Neuf députés européens du RN et 12 assistants parlementaires ont été condamnés pour détournement d’argent public au profit de leur parti. Pour François Calaret, il s’agit là d’une certaine conception de la politique, de l’éthique et de l’usage de l’argent public. Ces questions ne sont ni anecdotiques ni mineures.

Condamnation du RN : débattre du fond

Par François Calaret. Le 13 avril 2025.

Réactions du RN

Deux semaines se sont écoulées depuis la condamnation de neufs députés européens du RN et 12 assistants parlementaires pour un système de détournement d’argent public au profit de leur parti. Après avoir crié au complot et au procès politique visant à l’empêcher de gagner la présidentielle de 2027, Marine Le Pen semble vouloir remettre son parti sur les rails de la présidentialisation en pariant sur un « trou de souris » qui lui permettrait d’échapper à une condamnation définitive.

Confusion à gauche

À gauche, les réponses ont été diverses. L’idée, notamment avancée par la France insoumise que « la décision de destituer un élu devrait revenir au peuple » revient à confondre légitimité et légalité.

Les mécanismes de révocation d’un élu (qui existent par exemple aux États-Unis) peuvent se débattre dans le cadre de contrepouvoirs démocratiques face à des représentants qui seraient considérés au cours de leur mandat comme illégitime par leur action.

Mais être condamné pour des actes illégaux est d’une nature différente. Cela suppose par ailleurs le respect du droit de se défendre, d’avoir un avocat, un procès équitable, ce que le référendum révocatoire ne prévoit pas, car il ne s’agit pas d’une procédure judiciaire.

De nombreuses autres voix à gauche ont souligné que le véritable scandale n’était pas l’exécution provisoire de la peine, mais la réalité des détournements de fond, tout en essayant de prendre la mesure du séisme politique que représentent la condamnation de la présidente du RN et son impact sur la situation politique.

Discuter des faits

Il peut donc être utile de discuter des faits eux-mêmes d’autant que d’autres affaires judiciaires, souvent de moindre ampleur, que le détournement quasi industriel opéré par le RN, ont touché d’autres partis politiques, que ce soit le Modem ou le PCF.

C’est une question qui dépasse le cas du RN et comme l’ont affirmé certaines personnalités politiques « tout le monde fait cela ».

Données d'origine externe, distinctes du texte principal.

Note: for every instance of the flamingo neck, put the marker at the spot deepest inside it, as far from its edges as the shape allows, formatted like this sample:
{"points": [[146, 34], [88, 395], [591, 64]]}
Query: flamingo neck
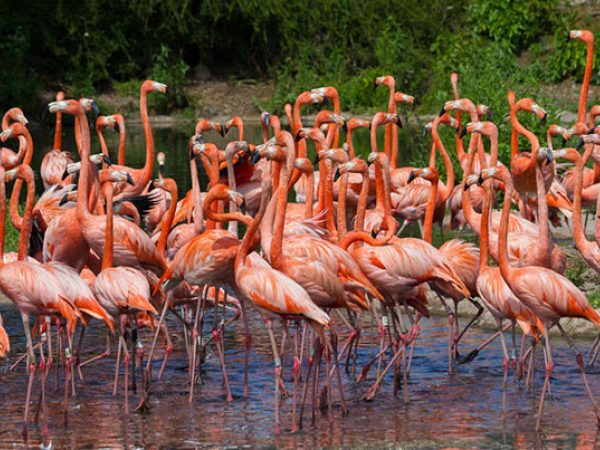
{"points": [[107, 257], [161, 245], [149, 163], [587, 76], [122, 139], [15, 218]]}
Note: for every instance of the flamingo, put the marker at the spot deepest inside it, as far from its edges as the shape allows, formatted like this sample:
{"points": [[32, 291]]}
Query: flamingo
{"points": [[548, 294], [8, 158], [133, 247], [33, 290], [273, 293], [124, 291], [142, 176]]}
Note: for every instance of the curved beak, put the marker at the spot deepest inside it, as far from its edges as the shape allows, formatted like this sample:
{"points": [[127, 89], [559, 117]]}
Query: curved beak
{"points": [[64, 199], [255, 157], [337, 174]]}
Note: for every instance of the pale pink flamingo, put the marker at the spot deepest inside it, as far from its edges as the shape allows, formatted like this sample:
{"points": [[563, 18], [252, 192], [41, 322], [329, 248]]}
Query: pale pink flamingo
{"points": [[549, 295]]}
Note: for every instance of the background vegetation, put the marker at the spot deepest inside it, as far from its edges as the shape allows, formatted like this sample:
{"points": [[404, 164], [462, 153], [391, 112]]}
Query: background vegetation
{"points": [[93, 46]]}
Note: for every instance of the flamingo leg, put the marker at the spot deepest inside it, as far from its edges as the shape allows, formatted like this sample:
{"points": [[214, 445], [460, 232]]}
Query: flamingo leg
{"points": [[593, 354], [277, 362], [579, 359], [154, 340], [306, 381], [247, 345], [195, 347], [549, 367]]}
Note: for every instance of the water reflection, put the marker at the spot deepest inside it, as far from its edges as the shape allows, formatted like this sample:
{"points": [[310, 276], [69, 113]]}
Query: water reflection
{"points": [[464, 410]]}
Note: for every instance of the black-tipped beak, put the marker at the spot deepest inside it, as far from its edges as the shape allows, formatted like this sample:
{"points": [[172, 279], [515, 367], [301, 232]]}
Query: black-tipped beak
{"points": [[95, 109], [337, 175], [64, 199], [255, 158], [45, 113]]}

Au-delà de la question de l’amélioration du « confort de vie » relevé par le jugement, le reproche principal est la rémunération via des fonds publics d’activités propres du RN en lieu et place du travail à réaliser dans le cadre de postes d’assistants parlementaires (qui deviennent des « emplois fictifs » comme l’a reconnu le dirigeant RN Wallerand de saint Just). La défense des dirigeants du RN s’appuyant sur le fait qu’il n’y a pas de séparation totalement étanche entre les activités militantes du RN et celles faites dans le cadre parlementaire. Tout cela se mélangerait dans une même bataille d’idées.

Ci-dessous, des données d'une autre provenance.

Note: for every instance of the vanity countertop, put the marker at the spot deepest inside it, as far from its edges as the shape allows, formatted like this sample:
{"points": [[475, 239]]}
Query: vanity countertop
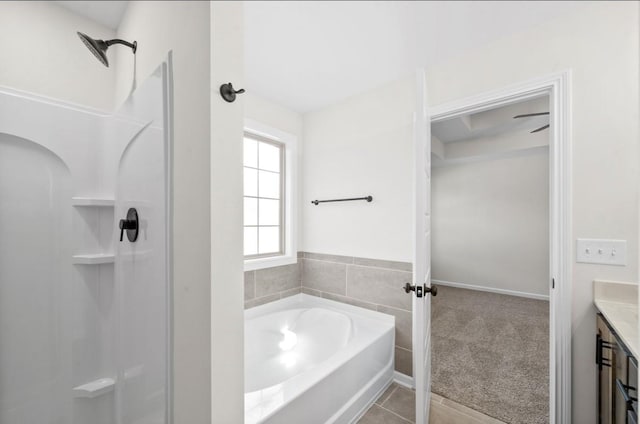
{"points": [[618, 302]]}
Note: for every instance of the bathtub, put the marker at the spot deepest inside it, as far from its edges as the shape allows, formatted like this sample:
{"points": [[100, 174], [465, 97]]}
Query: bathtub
{"points": [[312, 360]]}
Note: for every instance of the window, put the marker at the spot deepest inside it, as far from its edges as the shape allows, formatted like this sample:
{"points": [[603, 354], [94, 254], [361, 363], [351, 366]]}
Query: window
{"points": [[264, 194], [270, 194]]}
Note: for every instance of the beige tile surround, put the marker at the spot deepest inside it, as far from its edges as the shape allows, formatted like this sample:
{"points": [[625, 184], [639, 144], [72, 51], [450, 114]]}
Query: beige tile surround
{"points": [[367, 283]]}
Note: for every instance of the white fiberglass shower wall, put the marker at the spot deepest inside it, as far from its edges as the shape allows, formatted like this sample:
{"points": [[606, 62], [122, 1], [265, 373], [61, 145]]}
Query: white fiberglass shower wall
{"points": [[84, 318]]}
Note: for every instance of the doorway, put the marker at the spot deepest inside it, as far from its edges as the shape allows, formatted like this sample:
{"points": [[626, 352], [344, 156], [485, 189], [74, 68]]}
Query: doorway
{"points": [[490, 260], [556, 87]]}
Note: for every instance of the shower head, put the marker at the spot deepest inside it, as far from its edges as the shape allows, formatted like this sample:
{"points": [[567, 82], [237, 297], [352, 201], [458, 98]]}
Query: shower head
{"points": [[99, 47]]}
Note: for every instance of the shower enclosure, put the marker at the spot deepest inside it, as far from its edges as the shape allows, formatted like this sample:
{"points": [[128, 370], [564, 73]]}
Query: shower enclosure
{"points": [[84, 316]]}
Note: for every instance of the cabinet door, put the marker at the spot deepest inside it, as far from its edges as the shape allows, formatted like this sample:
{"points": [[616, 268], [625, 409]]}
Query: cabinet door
{"points": [[605, 376], [620, 406]]}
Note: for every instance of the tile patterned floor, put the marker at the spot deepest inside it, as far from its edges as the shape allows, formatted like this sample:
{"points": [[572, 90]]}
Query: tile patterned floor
{"points": [[396, 406]]}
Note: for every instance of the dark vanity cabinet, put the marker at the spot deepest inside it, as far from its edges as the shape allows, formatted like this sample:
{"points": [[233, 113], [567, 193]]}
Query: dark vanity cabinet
{"points": [[617, 377]]}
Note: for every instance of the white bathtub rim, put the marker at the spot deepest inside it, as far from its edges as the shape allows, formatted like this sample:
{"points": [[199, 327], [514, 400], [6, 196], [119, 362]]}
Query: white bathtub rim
{"points": [[365, 397], [309, 378], [315, 301]]}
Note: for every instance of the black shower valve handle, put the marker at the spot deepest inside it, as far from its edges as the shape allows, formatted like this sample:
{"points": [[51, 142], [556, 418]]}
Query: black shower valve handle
{"points": [[130, 223], [125, 224], [228, 93]]}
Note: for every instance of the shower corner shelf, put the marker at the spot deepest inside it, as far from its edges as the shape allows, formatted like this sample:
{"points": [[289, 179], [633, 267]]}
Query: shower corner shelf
{"points": [[94, 259], [94, 388], [92, 202]]}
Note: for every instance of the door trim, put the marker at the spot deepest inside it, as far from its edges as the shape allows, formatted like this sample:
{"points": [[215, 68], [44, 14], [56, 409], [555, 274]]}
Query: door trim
{"points": [[558, 87]]}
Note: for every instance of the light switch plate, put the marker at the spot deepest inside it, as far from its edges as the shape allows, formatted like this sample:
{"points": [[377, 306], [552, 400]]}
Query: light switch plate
{"points": [[598, 251]]}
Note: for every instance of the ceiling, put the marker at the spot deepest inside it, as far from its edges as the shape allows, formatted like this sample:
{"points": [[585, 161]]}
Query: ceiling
{"points": [[306, 55], [309, 54], [107, 13], [493, 122]]}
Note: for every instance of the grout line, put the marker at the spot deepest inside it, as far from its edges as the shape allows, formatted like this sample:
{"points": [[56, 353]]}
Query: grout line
{"points": [[331, 262], [390, 394], [397, 415], [381, 267]]}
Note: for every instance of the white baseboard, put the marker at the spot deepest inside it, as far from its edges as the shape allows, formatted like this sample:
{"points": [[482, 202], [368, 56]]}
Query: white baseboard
{"points": [[403, 379], [491, 290]]}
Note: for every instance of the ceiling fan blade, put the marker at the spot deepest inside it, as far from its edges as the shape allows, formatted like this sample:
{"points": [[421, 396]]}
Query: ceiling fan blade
{"points": [[526, 115], [540, 129]]}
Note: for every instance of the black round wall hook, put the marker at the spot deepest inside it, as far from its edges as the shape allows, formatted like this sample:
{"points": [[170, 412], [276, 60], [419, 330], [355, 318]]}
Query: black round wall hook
{"points": [[228, 93]]}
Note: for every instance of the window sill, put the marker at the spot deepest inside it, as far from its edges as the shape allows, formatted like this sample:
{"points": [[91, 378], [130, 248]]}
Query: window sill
{"points": [[262, 263]]}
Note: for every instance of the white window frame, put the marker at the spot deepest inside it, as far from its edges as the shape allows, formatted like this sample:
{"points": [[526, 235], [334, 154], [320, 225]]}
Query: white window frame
{"points": [[290, 212]]}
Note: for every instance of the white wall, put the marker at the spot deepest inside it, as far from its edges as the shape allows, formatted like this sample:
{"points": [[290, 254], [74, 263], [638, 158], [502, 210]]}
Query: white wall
{"points": [[227, 288], [41, 53], [184, 28], [360, 147], [490, 223], [600, 45]]}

Qu’est-ce qui se joue dans cette question ?

Avant tout, une certaine conception de la politique, de l’éthique et de l’usage de l’argent public. Et il faut reconnaître que la gauche n’a pas toujours été à la hauteur des exigences de transparence et de cohérence dans le rapport aux institutions.

En effet, si on considère que les institutions sont corrompues, aux mains de la « classe dirigeante » ou de l’oligarchie », utiliser l’argent public pour développer l’activité d’un parti, qui bien sûr est censé être porteur des intérêts supérieurs des exploités et qui combat cette oligarchie, peut apparaître comme légitime. Bref, la fin justifie les moyens.

Céder à cette logique, tout comme d’affecter à l’usage d’un parti d’autres sources de financement public ou de moyens matériels auxquels les élus peuvent accéder, c’est faire une double erreur politique.

Éviter une double erreur politique

D’une part sur la conception qu’implique l’exercice démocratique d’un mandat électoral. Être élu, même d’opposition, fait accéder à un certain nombre de possibilités matérielles qui doivent être encadrées et soumis à contrôle public, sans naïveté par rapport à ce que sont les institutions aujourd’hui, leurs limites et leur partialité.

D’autre part, c’est sous-estimer la profondeur de la crise politique que de considérer ces questions comme anecdotiques ou mineures. La défiance des citoyens et citoyennes envers le monde politique s’enracine dans une perception aigüe, accumulée par des années de scandales, de renoncements de contradictions entre ce qui est dit et ce qui est fait par le personnel politique, qui pousse aujourd’hui à un haut niveau les exigences de transparence dans l’usage de l’argent public. Cette exigence touche toutes les forces politiques et c’est plutôt une bonne chose.

La gauche aurait tout intérêt à prendre la mesure de cette situation pour répondre aux enjeux de la crise politique d’aujourd’hui.